解説にもあるように日常-非日常の境界として「鏡」を使った作品を集めた短編集。これは訳者の意図にもよるもののようだが、こういった道具からだけでなくホフマンらしさというものの感じ取ることができる内容だったと思う。

一読して最もおもしろかったのは 『黄金の壺』 にも近いストーリーの「ファールンの鉱山」だった。これは未知の鉱脈に憑り付かれたエーリスがユッラとの婚礼の日に鉱山へ出かけたまま落盤に遇うという悲しい物語である。しかし、元は船乗りだったエーリスをファールンへ誘う、トールベルンという謎の鉱夫が地の底で垣間見せる美し過ぎる光景、そして結末は読者の心を捉えて離さないだろう。一方、「砂男」は日常-非日常の接点が最終的には狂気に至る作品で、こればかりは目玉、鏡、錬金術、生気のない娘への恋といったキーワードから想像していただくしかない。

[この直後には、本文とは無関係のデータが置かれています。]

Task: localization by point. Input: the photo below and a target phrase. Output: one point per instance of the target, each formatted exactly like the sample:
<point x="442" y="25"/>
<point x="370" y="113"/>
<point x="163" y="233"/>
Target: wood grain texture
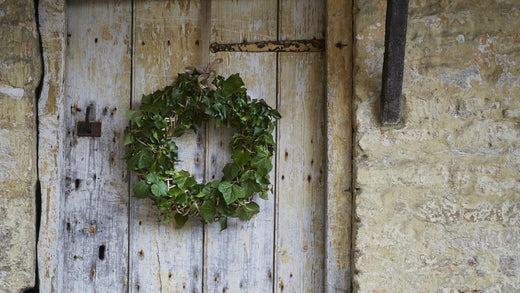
<point x="162" y="257"/>
<point x="240" y="259"/>
<point x="301" y="165"/>
<point x="94" y="209"/>
<point x="51" y="111"/>
<point x="339" y="145"/>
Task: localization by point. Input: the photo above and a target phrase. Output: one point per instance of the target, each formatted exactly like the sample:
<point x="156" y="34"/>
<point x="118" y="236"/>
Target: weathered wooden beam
<point x="393" y="64"/>
<point x="271" y="46"/>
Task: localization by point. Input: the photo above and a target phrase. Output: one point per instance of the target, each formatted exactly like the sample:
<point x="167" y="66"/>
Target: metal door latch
<point x="88" y="128"/>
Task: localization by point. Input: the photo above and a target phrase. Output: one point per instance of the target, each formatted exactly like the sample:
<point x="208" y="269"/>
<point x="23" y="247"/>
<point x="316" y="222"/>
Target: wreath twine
<point x="195" y="97"/>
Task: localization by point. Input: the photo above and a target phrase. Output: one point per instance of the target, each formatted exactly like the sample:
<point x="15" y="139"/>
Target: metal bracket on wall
<point x="313" y="45"/>
<point x="393" y="64"/>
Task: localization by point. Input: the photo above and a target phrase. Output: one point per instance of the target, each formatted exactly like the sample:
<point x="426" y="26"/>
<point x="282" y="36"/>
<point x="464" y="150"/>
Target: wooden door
<point x="109" y="241"/>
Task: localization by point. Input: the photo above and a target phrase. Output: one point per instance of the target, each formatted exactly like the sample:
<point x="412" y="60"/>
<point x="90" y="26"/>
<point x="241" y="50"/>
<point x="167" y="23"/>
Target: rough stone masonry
<point x="438" y="198"/>
<point x="20" y="70"/>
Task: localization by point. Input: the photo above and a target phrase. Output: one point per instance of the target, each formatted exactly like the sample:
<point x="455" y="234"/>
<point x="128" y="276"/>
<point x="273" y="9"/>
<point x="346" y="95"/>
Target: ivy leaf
<point x="153" y="178"/>
<point x="262" y="161"/>
<point x="250" y="188"/>
<point x="208" y="211"/>
<point x="231" y="171"/>
<point x="180" y="220"/>
<point x="246" y="212"/>
<point x="232" y="85"/>
<point x="231" y="192"/>
<point x="264" y="195"/>
<point x="159" y="189"/>
<point x="141" y="189"/>
<point x="249" y="174"/>
<point x="223" y="223"/>
<point x="181" y="199"/>
<point x="145" y="159"/>
<point x="241" y="157"/>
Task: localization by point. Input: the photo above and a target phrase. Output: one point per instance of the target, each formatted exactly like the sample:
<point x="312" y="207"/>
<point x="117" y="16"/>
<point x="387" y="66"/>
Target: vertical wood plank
<point x="240" y="259"/>
<point x="339" y="145"/>
<point x="51" y="113"/>
<point x="301" y="165"/>
<point x="162" y="257"/>
<point x="94" y="214"/>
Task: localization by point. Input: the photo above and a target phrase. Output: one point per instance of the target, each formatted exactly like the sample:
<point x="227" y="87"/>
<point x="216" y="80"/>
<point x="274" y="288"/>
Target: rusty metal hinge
<point x="313" y="45"/>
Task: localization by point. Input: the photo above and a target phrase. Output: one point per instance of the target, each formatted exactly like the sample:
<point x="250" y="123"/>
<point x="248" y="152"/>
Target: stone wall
<point x="20" y="70"/>
<point x="438" y="198"/>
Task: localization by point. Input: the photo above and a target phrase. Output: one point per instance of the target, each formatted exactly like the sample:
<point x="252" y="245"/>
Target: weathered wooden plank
<point x="339" y="142"/>
<point x="301" y="165"/>
<point x="94" y="209"/>
<point x="51" y="113"/>
<point x="393" y="64"/>
<point x="240" y="259"/>
<point x="162" y="257"/>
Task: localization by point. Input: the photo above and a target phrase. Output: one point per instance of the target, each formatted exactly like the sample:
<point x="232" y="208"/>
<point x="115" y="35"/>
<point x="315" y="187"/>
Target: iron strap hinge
<point x="313" y="45"/>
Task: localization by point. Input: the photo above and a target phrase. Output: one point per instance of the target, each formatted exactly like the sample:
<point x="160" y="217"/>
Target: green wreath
<point x="195" y="97"/>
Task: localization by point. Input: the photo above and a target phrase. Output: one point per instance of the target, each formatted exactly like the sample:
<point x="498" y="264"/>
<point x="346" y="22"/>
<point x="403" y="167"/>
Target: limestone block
<point x="437" y="199"/>
<point x="20" y="70"/>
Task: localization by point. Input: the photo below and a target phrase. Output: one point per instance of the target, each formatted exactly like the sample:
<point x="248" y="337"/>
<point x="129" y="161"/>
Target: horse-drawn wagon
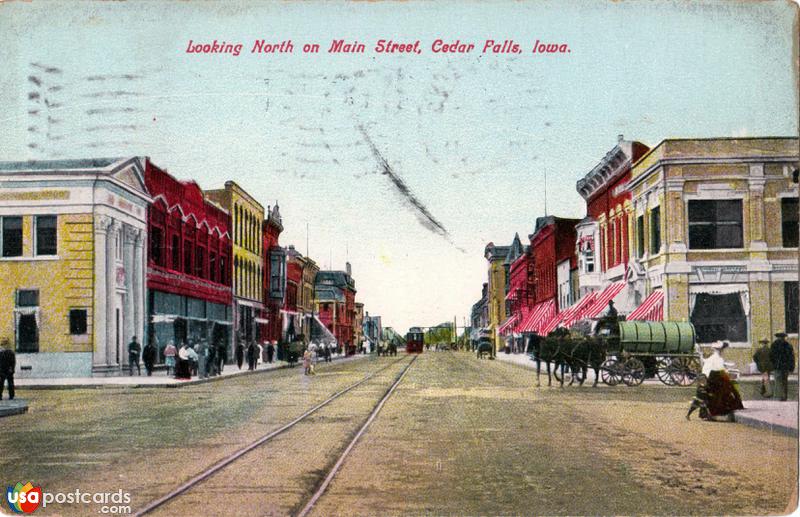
<point x="621" y="352"/>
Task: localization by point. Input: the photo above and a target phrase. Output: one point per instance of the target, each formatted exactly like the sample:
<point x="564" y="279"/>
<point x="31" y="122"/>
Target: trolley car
<point x="415" y="340"/>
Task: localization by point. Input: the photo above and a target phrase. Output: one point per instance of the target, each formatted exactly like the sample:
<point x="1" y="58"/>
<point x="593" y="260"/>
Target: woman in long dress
<point x="716" y="393"/>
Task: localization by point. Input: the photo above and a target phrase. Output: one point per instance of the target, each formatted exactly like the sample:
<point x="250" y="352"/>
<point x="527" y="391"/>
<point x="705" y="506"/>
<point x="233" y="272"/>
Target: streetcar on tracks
<point x="415" y="340"/>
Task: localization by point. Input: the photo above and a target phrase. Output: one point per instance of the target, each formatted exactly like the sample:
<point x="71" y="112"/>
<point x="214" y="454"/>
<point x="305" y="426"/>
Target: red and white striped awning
<point x="541" y="314"/>
<point x="651" y="309"/>
<point x="600" y="303"/>
<point x="571" y="314"/>
<point x="507" y="325"/>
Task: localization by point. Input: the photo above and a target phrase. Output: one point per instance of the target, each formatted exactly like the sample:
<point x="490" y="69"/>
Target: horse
<point x="558" y="348"/>
<point x="484" y="348"/>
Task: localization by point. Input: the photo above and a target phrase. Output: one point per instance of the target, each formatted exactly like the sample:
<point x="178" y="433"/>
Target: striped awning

なお、本書の別の特徴を挙げるとすれば、それは主人公たちが自分は頭がおかしいんじゃないかと自問を繰り返していながら悲劇へ進んでしまう点で、それが逆に物語のリアリティを獲得するのに一役買っている点であると思う。

抄録

311-312/317 解説より

しかし、異常とは何だろう ? おさだまりのこの世の秩序に従って、変わりばえのしない幸せを手に入れるのが正常であるのだろうか。幻想の中に踏みこんだ大学生にとっては自動人形のオリンピアこそ理想の恋人であって、処世にたくみで常識あるクララが自動人形にすぎなくなった。彼は現実の世界は失ったかもしれないがもう一つの世界、第二の人生というべき夢の世界は確実に手に入れた。そして夢がそうであるようにこの世界もまた浮世とは別の秩序のもとにある。現実の世界を失って別の秩序に踏みこむとき、一般にそれは狂気とよばれるが、それというのもほかに適当な言葉を知らないせいかもしれないのである。

ホフマンはもしかすると人間というものを、当の人間が思っているほど確かなものとはみていなかったのではあるまいか。彼にとって人間は「健全な」人々が信じているほど尊厳ある生きものでも万物の霊長でもなかったようだ。もっとあやうい、もっともろい、もっととりとめのない、もっと曖昧なものだった。手をつくせば本物そっくりを人工的に造り出せかねない *からくり* から成り立っていた。

からくりが精巧なのではなく、人間の側がからくりの集まりなのだというのがおもしろいように思った。